Witam, niedawno zakupiłem nowe mieszkanie, tj. nowe od dewelopera.
Po zrobieniu ścian (gładzi) zabrałem się za łazienkę.
W trakcie prac okazało się, że instalacja wodna w mieszkaniu wykonana jest z rurek plastikowych (wszystko ok w tym momencie ) natomiast, średnica zewnętrzna tych rur to 16mm!!!! Mówimy o rurkach doprowadzających wodę do kuchni (ciepła i zimna) no i do pralki, kibelka, umywalki i prysznica. Fachowcy którzy wykańczają moją łazienkę bardzo zdziwili się widząc instalację wodną o takiej średnicy wspominając przy tym, że będą z nią problemy. Uzyskałem od nich informację, że standardem jest rura 1/2 cala czy wręcz w przypadku ubikacji 3/4. Woda tymi rurkami doprowadzona jest z pionu który jest na klatce schodowej (rura 1cal).
Według moich speców ewidentnie w tym przypadku zaoszczędzono na takiej instalacji i jej prawidłowo wykorzystywanie będzie utrudnione. Tj. w dniu dzisiejszym zainstalowali oni pod prysznice zestaw podtynkowy deszczownicy i już wiem, że jakiś zawór podciśnieniowy w niej jest w stanie działać poprawnie z uwagi na zbyt małe ciśnienie czy ilość wody. Tzn. po wyciągnięciu "pstryczka" powinien on się zablokować i powinna w tym momencie działać deszczownica, a tym czasem aby działała deszczownica teraz będę musiał trzymać ten pstryczek w pozycji wyciągniętej aby móc korzystać z deszczownicy.

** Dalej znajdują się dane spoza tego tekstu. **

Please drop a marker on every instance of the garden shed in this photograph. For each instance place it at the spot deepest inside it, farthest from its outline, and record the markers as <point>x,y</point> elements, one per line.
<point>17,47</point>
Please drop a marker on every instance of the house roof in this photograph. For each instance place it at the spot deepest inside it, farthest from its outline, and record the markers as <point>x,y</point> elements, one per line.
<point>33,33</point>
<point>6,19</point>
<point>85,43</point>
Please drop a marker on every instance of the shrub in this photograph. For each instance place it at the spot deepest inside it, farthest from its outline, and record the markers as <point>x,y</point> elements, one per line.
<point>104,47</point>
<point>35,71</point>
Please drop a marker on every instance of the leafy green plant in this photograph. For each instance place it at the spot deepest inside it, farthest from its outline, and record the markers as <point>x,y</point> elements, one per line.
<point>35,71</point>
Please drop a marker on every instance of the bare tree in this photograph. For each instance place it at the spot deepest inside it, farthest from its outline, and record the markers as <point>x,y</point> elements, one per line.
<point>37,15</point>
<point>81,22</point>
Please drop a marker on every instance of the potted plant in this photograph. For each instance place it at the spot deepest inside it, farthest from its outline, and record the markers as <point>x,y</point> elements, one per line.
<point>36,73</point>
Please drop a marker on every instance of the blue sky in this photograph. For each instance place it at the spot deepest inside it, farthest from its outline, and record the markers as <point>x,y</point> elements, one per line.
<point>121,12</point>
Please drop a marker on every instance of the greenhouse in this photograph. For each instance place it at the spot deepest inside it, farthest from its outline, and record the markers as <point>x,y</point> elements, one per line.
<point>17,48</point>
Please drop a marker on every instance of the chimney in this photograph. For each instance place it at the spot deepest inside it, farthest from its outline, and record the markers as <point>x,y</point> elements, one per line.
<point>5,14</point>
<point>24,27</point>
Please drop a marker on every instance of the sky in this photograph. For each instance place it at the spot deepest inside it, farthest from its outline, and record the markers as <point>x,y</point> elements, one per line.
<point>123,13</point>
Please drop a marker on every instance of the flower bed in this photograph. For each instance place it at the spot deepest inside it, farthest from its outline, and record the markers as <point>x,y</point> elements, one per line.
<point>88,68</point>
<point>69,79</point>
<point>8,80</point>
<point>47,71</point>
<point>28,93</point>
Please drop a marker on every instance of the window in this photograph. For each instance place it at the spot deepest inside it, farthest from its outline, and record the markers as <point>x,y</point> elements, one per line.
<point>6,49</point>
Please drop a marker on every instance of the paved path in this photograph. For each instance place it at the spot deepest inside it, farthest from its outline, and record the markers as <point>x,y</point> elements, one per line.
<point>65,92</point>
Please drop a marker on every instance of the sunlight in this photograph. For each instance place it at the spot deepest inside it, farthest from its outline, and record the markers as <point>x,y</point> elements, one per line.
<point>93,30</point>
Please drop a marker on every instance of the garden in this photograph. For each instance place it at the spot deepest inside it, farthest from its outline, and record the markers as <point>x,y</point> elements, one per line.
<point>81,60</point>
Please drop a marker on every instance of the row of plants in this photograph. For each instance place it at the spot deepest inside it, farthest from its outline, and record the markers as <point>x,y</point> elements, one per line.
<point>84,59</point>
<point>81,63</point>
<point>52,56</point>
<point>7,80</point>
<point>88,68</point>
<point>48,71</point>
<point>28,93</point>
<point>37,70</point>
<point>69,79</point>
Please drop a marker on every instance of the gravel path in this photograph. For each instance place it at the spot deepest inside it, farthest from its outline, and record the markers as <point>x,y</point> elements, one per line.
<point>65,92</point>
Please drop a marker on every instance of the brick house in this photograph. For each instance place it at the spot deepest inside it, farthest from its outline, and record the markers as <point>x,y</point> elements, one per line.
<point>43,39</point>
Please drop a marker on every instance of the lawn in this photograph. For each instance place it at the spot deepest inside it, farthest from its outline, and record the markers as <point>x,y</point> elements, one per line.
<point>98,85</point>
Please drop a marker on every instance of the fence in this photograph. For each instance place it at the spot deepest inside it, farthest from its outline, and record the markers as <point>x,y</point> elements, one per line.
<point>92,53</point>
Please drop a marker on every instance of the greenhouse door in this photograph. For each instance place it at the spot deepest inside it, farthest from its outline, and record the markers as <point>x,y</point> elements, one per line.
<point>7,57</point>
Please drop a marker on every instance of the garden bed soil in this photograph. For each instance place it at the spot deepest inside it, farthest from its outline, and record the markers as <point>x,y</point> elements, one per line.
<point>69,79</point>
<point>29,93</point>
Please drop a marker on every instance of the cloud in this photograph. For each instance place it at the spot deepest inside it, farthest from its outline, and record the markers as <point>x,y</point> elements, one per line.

W związku z powyższym mam pytanie czy powyższe jest jakimś standardem, czy zwyczajnie w świecie odbiega od standardu, mogę jakoś z nimi walczyć? Chciałbym teraz aby ta instalacja wodna była taka jak powinna, aby możliwe było prawidłowe korzystanie z różnych sprzętów. Czy są jakieś pisane zasady tworzenia takiej instalacji?
Oczywiście swoje pytanie kieruję do fachowców z tej dziedziny.
Pozdrawiam, Dawid D.
Ps. dodatkowa fuszerka to to, że wyjście wody w kuchni które znajduje się przy oknie, tzn. bezpośrednio w nim, gdzie z drugiej strony znajduje się balkon nie jest odpowiednio zaizolowanie i mimo, że mieszkanie jest ogrzewane to zamarzła w nim woda. Ludzi którzy robią mi łazienkę twierdzą, że prawdopodobnie przymarzło na kolanku, które nie jest w żaden sposób zaizolowane i styka się w miejsce jest balkon. Czyli jakieś mostki termiczne itd... Nie znam się na tym, ale myślę, że z mojej wypowiedzi da się wyciągnąć meritum problemu.
W związku z powyższym czy na coś takiego są również jakieś standardy?
*********************************************************
Już wiem, że istotne tutaj będzie skorzystanie z treści normy PN-92/B-01706, natomiast rzetelne jej odczytanie wymaga w mojej ocenie dużej wiedzy z zakresu matematyki czy fizyki... Znajdą się na forum tacy specjaliści?